Type faces: An idea to bridge typed and type-less worlds
Nowadays "type" is an important programming language construct. A type gives a certain authenticity and a certain gurantee and a certain solidity to the programming practice, not to mention the metadata aspects of it while using IDEs. By the same token it binds you to that contract and could prove to be inflexible at times. In the web world things are fluid: hashtables, dictionaries, xml, hierarchical data sets, relational databases. All of these structures seem to be horizontal and non-specific in nature. In this web log I want to think aloud to see if an idea that I call "type faces" will serve some needs.
Type faces briefly introduced
Let me start out with a specific need that got me started in this direction. When a web page is submitted you get a hashtable of values on the server side. The server side will process them using key names to retrieve the values. It is not that much of stretch to realize that one can use reflection to load up an object with these values and the server side programmer can work with the object instead.
What I haven't told you is that the incoming hashtable has enough fields for two objects and not one. Say invoice and employee. Now from the same hashtable you need to convert two objects as opposed to one. I call this model the push model where you are pre-specifying the objects. On the otherhand if you use a pull model where the objects "invoice" and "employee" are non-commital and they will pull their information from any data source including a dictionary. This is the essential idea of a "type face" where the "hashtable" object has been looked upon using a "type face" mirror so that it looks like an "employee" when looked through an "employee" typeface and looks like an invoce when looked through an "invoice" typeface. By separating the types from their concrete implementations, you can reuse these types on top of horizontal interfaces.
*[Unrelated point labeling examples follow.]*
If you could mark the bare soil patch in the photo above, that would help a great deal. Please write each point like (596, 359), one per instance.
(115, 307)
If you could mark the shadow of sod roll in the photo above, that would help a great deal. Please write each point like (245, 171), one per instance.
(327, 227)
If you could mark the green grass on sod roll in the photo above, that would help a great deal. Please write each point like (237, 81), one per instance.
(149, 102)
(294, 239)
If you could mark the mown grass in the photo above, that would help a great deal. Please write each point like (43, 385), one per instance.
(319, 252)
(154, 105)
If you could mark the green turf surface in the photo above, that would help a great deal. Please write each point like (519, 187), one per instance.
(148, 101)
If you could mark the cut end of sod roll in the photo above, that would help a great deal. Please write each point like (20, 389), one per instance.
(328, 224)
Typefaces applied for database output
Say, in the same application you are painting a grid. So you go to the server side and retrieved a row. Now this row based on the query may carry more than one object in one row. For instance it may have again an 'invoice' and an 'employee'. Using typefaces databases queries can be allowed to be efficient while the middle tier can look up on these rows via typefaces.
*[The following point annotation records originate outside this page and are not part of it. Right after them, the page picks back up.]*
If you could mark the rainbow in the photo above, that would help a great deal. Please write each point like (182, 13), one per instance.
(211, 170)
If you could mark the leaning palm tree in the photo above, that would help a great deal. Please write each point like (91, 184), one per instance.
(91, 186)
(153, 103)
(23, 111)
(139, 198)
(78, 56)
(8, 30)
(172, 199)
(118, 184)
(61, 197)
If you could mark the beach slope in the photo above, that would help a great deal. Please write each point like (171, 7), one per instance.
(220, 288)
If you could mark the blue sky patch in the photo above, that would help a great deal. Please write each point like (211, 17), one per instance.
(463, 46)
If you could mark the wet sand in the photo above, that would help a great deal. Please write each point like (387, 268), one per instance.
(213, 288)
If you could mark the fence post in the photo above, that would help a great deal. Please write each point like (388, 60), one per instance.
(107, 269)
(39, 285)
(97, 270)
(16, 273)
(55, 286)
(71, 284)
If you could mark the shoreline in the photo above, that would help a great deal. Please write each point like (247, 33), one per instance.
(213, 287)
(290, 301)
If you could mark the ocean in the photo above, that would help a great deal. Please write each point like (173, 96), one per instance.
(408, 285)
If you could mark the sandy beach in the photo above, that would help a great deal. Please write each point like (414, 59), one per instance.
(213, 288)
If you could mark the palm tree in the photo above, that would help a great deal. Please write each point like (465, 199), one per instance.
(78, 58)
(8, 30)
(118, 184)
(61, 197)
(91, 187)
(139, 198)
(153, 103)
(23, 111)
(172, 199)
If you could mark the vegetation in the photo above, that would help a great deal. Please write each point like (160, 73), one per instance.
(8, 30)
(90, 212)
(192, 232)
Typefaces applied to server side html controls
In asp.net for instance when the control is transferred to the server side your server side logic will access user controls as if they are objects. But largely these objects are horizontal. For instance for a grid control you will be using a DataRow. But a DataRow does not represent an "invoice" or an "employee" but a "DataRow" although the content of that DataRow is a composite of "employee" and "invoice". Typefaces can be used in this case aswell. This pattern should allow us to work on the middle tier using purely objects a typed world, while leaving the boundaries to the typeless world of SQL and Web.
Extending typefaces to XML and Hierarchical data sets
The full power of typefaces can be employed when the data actually has abstract interface of an object. What is this abstract interface of an object? XML, InfoSet or HierarchicalDataset. Essentially they are all the same but in different formats (May be with a couple of implementation differences). So when a complex type face is tagged on to one of these hierarchical data base, you can process the XML using an object paradigm to and fro from a middle tier.
This is just an idea that has been floating around in my mind for sometime. I haven't implemented it. I am also not sure if there are similar approaches taken in other places. The idea has parallels to data binding but carries the data binding to a more formal ground.
I am also not sure if the word "type face" is used in this context before. I suspect the "facade" pattern has some commonalities as well.